A mi regreso a Itaca, surgió en mí la idea de componer con mis letras un óleo de los tiempos heroicos en que  devoré todo el cine que pude, especialmente el proyectado en el Coliseo, proximidades de la plaza de toros Santa María. El gran recuerdo de los amigos de entonces que, compartieron la bohemia estetizante, a lo ancho de polémicas que empezaban a alguna hora de la noche y, no se sabía en qué fecha terminarían, el sabor a cobre que dejaban las ausencias de mujeres fugaces que nunca regresaron y, de otras que volvieron con la buena noticia de sus corazones insatisfechos y que, nuevamente volvieron a partir. El eterno retorno y siempre la confirmación de que seguimos siendo criaturas en las poderosas manos de nuestros propios desafueros, de la absurda vocación por el desastre que, a su vez, activa la aflicción y alegría de la creación literaria. La irresponsable festividad de no llegar a parte alguna, como no sea a construir con todo aquellos elementos una obra de arte. Lo afirmo porque es muy fácil, como ocurrió al insondable escritor francés Jean Genet, alcanzar  a la santidad a través  del  pecado. En  la materia espuria y cenagosa que hallamos en las riveras de ciertas torrenteras, brotan  las flores más hermosas de su género.                                                                    

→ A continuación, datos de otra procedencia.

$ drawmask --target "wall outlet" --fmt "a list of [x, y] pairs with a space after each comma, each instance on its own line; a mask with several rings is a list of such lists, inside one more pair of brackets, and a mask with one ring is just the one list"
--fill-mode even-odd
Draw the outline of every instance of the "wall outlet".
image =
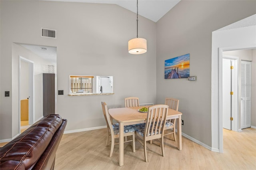
[[196, 76], [188, 77], [188, 80], [196, 80]]
[[5, 91], [4, 92], [4, 97], [10, 97], [10, 91]]
[[64, 94], [64, 90], [58, 90], [58, 95], [63, 95]]

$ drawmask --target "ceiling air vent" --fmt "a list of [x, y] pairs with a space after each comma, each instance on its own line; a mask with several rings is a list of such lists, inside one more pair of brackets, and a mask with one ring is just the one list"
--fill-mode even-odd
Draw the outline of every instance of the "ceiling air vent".
[[54, 30], [41, 28], [41, 36], [47, 38], [56, 38], [56, 32]]

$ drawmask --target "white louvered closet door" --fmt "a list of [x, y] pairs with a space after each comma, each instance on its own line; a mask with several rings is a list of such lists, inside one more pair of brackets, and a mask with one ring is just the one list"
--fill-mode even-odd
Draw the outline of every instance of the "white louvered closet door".
[[241, 128], [251, 127], [251, 62], [241, 63]]

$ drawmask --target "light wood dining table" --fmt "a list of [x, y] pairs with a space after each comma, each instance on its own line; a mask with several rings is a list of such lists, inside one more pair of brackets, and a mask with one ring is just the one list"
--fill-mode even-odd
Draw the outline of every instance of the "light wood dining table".
[[[124, 165], [124, 127], [146, 122], [147, 113], [141, 113], [138, 110], [145, 106], [133, 107], [113, 108], [108, 109], [108, 113], [112, 118], [119, 124], [119, 166]], [[182, 113], [170, 109], [168, 109], [167, 119], [176, 119], [178, 130], [178, 146], [179, 150], [181, 150], [181, 115]]]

Ya he dicho que los lugares reclaman su historia, pero también el ser que lo habita quiere participar de ello y este libro, Episodios de la vida ligera, es un esforzado intento por conseguirlo. He guardado siempre en mi memoria el inmenso antecedente de París era una fiesta, novela del norteamericano Ernest Hemingway  y aquella  delicada conclusión de sus páginas, “eran  los tiempos en que fuimos pobres y felices”.  No recuerdo la fecha en que inicié la  redacción de esta novela, pero desde entonces pasaron los años y, mientras tanto murieron muchos de sus accidentales protagonistas. Entre ellos un gran amigo de aquellos días, Hugo Ruiz que aprendió todo para ser un gran escritor y, lo perdió todo por amar demasiado la vida y, obsecuente con ello, agotarla valientemente, sin restarle nada al universo de sus lecturas, y a su temperamento de escritor inconcluso. Este es el resultado de aguardar mucho para alcanzar la publicación de este libro de otro tiempo que, me parece insoportable mejor que los años sobrevinientes,  escasos de pasión genuina por los sueños y los ideales.